The whole group headed down the block, trying to help Billy to get back to his old self, and I turned to the cameraman, trying to find out what was going on.

"LUNCH BREAK!" a voice boomed, and faces flashed all around me as the street and cars and buildings were carted away, and I was left all alone sitting in a spider web in the corner of an empty set.

I pulled the glasses out of my pocket to get a better view of where my dream had now taken me. But the lenses were broken and they fell out towards the ground. I put the lensless glasses on anyway, and looking down I noticed that not only had the set disappeared, but the floor was gone as well. I watched the lenses fall and fall and fall until they had picked up so much acceleration that they just burst into flames.
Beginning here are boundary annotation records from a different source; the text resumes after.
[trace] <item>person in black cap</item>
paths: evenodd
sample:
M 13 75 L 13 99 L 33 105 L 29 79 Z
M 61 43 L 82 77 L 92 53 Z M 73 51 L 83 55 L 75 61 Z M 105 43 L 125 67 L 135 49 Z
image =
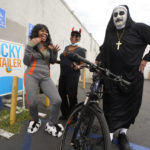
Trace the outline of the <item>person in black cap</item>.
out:
M 150 44 L 150 26 L 131 19 L 126 5 L 114 8 L 108 23 L 104 43 L 96 62 L 131 82 L 126 87 L 111 80 L 104 81 L 103 108 L 110 130 L 120 129 L 118 141 L 121 150 L 129 150 L 127 130 L 138 115 L 143 93 L 143 70 L 150 61 L 150 52 L 143 57 Z
M 80 69 L 83 63 L 75 60 L 70 54 L 78 54 L 85 57 L 86 50 L 78 44 L 81 39 L 81 29 L 79 31 L 72 28 L 70 41 L 71 44 L 65 47 L 60 55 L 60 78 L 59 78 L 59 94 L 62 98 L 61 103 L 61 120 L 66 120 L 70 112 L 77 104 L 77 90 L 80 76 Z

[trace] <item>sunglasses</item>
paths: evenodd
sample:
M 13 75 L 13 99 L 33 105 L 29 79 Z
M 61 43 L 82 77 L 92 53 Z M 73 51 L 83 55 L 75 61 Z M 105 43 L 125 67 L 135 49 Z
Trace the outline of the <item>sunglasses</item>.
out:
M 113 14 L 113 16 L 114 16 L 114 17 L 117 17 L 118 15 L 123 16 L 124 14 L 125 14 L 124 11 L 120 11 L 119 13 L 118 13 L 118 12 L 115 12 L 115 13 Z
M 80 35 L 76 33 L 71 33 L 71 36 L 80 37 Z

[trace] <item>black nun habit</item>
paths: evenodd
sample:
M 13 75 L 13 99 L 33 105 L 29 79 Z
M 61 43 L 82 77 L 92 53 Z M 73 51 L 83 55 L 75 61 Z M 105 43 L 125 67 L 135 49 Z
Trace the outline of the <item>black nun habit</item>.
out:
M 105 80 L 103 107 L 110 132 L 129 128 L 139 112 L 143 93 L 143 73 L 139 72 L 142 59 L 150 61 L 150 53 L 143 53 L 150 44 L 150 26 L 135 23 L 127 8 L 125 28 L 117 30 L 113 15 L 108 23 L 101 53 L 97 57 L 111 72 L 121 75 L 131 85 L 126 88 L 110 80 Z M 118 32 L 118 35 L 117 35 Z M 119 39 L 118 39 L 119 38 Z M 117 49 L 118 41 L 122 43 Z

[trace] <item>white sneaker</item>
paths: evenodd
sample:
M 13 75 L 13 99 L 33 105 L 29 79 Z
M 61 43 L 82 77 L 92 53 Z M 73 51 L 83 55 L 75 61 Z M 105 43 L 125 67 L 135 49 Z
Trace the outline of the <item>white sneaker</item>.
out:
M 47 131 L 52 136 L 61 137 L 64 131 L 64 127 L 61 124 L 50 126 L 47 122 L 45 126 L 45 131 Z
M 38 122 L 30 120 L 27 132 L 28 133 L 35 133 L 39 130 L 40 126 L 41 126 L 41 120 L 40 119 Z

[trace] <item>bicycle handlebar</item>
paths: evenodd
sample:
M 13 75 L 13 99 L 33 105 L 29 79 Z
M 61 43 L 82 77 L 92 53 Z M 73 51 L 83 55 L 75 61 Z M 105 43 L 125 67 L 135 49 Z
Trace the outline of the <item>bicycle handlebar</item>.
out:
M 121 82 L 121 83 L 124 83 L 126 85 L 130 85 L 131 83 L 129 81 L 126 81 L 122 78 L 122 76 L 118 76 L 118 75 L 115 75 L 114 73 L 112 73 L 110 70 L 108 70 L 107 68 L 103 68 L 103 67 L 100 67 L 100 66 L 97 66 L 95 65 L 94 63 L 88 61 L 87 59 L 79 56 L 78 54 L 72 54 L 73 55 L 73 58 L 74 59 L 77 59 L 79 61 L 82 61 L 84 62 L 85 64 L 87 65 L 90 65 L 90 67 L 88 68 L 91 68 L 93 69 L 95 72 L 98 72 L 97 70 L 101 71 L 101 72 L 104 72 L 104 74 L 109 77 L 109 78 L 113 78 L 112 80 L 114 81 L 117 81 L 117 82 Z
The fire was pretty far down, but it wouldn't go out, and although it was far enough down that I knew the flames couldn't reach me, I started to feel pretty hot. The sweat was dripping off my forehead, and the saltiness stung my eyes.

I tried to climb up the web a little, and then I noticed a spider.

The hairy thing was crawling toward me, and it licked its lips and smiled as it nimbly crept forward. I held my breath as it opened its fanged mouth, about to gobble me up, and looking down at the fire below, I let go of the thread and fell into the abyss.